9min read
PREVIOUS ARTICLE Bearish analysts outline stock... NEXT ARTICLE Expo kicks off this week...

With the share markets trading on a one year forward multiple of around 11 times – its lowest level since mid-2010 – and earnings growth looking flat within many sectors, the climate for heightened M&A activity over the next 12 months is likely to gather momentum.

A strong Australian dollar, and access to cheap debt funding having improved, domestic stocks are also expected to be eyeballing acquisitions offshore.

Even despite the high Aussie dollar, current valuations are expected to remain compelling enough to continue attracting offshore acquirers. If global brewer SABMiller’s $9.5 billion bid for Foster’s Group is any indicator, currency is not a show-stopper when it comes to big-end global players doing deals locally.

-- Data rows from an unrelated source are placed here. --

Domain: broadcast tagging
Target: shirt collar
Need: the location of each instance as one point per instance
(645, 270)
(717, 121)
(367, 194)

Investors with shares in companies targeted for takeover may find themselves sitting on handsome unrealised capital gains. According to Goldman Sachs research, once a takeover announcement is made, shares in the target firm rally between 10 to 20 per cent within the first three months.

As a case in point, the share price of the world’s second-largest winemaker, Treasury Wine Estates (TWE) surged by 10 per cent following a report that China-based Bright Food Group was considering a bid, equivalent to 9.1 times to 10.7 times the 2012 financial year EBIT. Back in April shares in Woodside Petroleum (WPL) also jumped by around 10 per cent following rumours that BHP Billiton (BHP) was preparing to make a $46 billion bid for it.

There are potential takeover targets to be found across all sectors, the latest being Echo Entertainment Group (EGP) which only listed on the Australian bourse in early June. Comprising the former casino assets of Tabcorp – including Sydney’s Star City casino and three casinos in Queensland – Echo is regarded as a potential takeover target for James Packer’s Crown Ltd (CWN) which currently has a 4.9 per cent stake. Echo’s biggest shareholder, Perpetual Investments – which owns seven per cent – expects any takeover to follow a $960 million renovation at Star City. Meantime, having spun off its casino assets to Echo, Tabcorp (TAH) is now seen as ripe for a merger with rival Tatts Group (TTS).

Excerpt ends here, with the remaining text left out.